At the corner of Church and Market, on the south side of the street, was a small restaurant we just called “the sushi hole.” It had a real name in Japanese, but no one used it.
Zen koans are full of mean waitresses.
The young monk asks the tea lady: Can I order some cookies and macha?
She says: Show me the self that is hungry and you can have cookies and tea.
He stands there like the doofus he is, mute.
At the sushi hole, there was the fierce looking chef behind the bar and the small bossy proprietress in front. There was usually a wait to get in, but a short one. They were fast. Sometimes you didn’t get what you ordered. You might want yellowfin, but they’d serve the catch of the day. Or the proprietress would decide you “needed” something in particular.
One day when I was having a late lunch and the place was quiet she said to me: “What you do?” She practically yelled. It didn’t sound like ordinary chit-chat.
Good question. I hadn’t the slightest idea. I had a small massage practice, mostly Zen students with sciatica. All I’d ever wanted was a boyfriend and now I had a serious one—a husband, actually. I wanted to be a poet and I certainly was trying—writing, reading, avoiding a suburban life.
“You!” Now she was yelling. “Concentrate!” At the time I thought she was noticing how much I was trying to focus. But as time passed, it see med more and more like advice.
Thirty-five years later I was sitting on the floor in the great Narita train station outside Tokyo. I was sobbing. I had just arrived in Japan and was jet-lagged.

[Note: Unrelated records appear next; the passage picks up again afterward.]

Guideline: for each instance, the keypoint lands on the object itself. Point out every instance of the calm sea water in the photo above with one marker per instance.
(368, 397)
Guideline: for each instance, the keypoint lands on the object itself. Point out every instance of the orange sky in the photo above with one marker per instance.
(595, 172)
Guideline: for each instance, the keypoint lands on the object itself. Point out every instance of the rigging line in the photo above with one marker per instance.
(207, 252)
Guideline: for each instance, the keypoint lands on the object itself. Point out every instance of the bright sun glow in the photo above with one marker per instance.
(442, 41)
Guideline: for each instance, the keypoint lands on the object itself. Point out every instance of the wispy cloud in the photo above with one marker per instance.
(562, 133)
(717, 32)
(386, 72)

I was starving and had to pee but had been told “stay with the luggage” by my daughter and son-in-law, who were my guides on this trip. I was beyond culture-shocked.
My daughter Isabel found me, and in one look ascertained the situation. “I’m going to get you some little sandwiches,” she said in a coaxing voice. “I have yen from my last trip so I’ll do that right now, before I change my money. Nice little sandwiches, you’ll like them. With no crust. They come in packages of three. Do you want egg salad? It comes with cheese and pimento ones.”
I had taken the self who was hungry half way around the world. Maybe I still couldn’t show it, but the person I had fed as a baby could see it.
“Yes,” I said.
The sandwiches of course were delicious.